How it works¶

https://user-images.githubusercontent.com/13406244/63974147-468d5880-ca7a-11e9-849d-289e69601771.png

Unique molecular identifiers (UMIs) composed of molecular barcodes and sequence features are used aggregate reads derived from the same strand of a template molecule. Amalgamation of such reads into single strand consensus sequences (SSCS) removes discordant bases, which effectively eliminates polymerase and sequencer errors. Complementary SSCSs can be subsequently combined to form a duplex consensus sequence (DCS), which eliminates asymmetric strand artefacts such as those that develop from oxidative damage.

Conventional UMI-based strategies rely on redundant sequencing from both template strands to form consensus sequences and cannot error suppress single reads (singleton).
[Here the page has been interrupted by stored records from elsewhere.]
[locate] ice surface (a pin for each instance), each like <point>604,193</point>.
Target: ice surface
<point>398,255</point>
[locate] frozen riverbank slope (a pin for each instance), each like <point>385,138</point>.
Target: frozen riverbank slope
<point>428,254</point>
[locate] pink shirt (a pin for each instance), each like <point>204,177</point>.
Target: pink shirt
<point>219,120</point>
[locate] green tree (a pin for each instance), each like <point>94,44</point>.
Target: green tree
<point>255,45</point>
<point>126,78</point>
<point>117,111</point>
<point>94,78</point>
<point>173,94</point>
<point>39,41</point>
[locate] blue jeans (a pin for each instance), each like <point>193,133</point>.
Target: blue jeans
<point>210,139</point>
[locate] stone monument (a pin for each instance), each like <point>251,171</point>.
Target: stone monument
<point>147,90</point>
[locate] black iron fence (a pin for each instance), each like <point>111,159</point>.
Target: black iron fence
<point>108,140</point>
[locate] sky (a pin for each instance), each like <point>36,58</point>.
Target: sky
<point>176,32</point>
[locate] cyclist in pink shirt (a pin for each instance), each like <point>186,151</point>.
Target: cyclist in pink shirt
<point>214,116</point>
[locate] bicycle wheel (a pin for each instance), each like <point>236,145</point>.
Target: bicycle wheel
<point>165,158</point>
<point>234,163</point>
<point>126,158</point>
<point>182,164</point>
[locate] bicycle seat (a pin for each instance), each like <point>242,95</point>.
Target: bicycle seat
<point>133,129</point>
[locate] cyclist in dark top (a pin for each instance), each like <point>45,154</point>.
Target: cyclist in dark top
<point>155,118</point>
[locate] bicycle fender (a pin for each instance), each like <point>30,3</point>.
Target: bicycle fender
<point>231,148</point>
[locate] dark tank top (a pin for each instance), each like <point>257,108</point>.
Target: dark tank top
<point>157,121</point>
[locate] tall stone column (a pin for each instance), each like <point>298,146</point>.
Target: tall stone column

We enable singleton correction using complementary duplex reads in the absence of redundant sequencing.

ConsensusCruncher schematic:

An uncollapsed bamfile is first processed through SSCS_maker.py to create an error-suppressed single-strand consensus sequence (SSCS) bamfile and an uncorrected singleton bamfile.
The singletons can be corrected through singleton_correction.py, which error suppress singletons with its complementary SSCS or singleton read.
SSCS reads can be directly made into duplex consensus sequences (DCS) or merged with corrected singletons to create an expanded pool of DCS reads (Figure illustrates singleton correction merged work flow).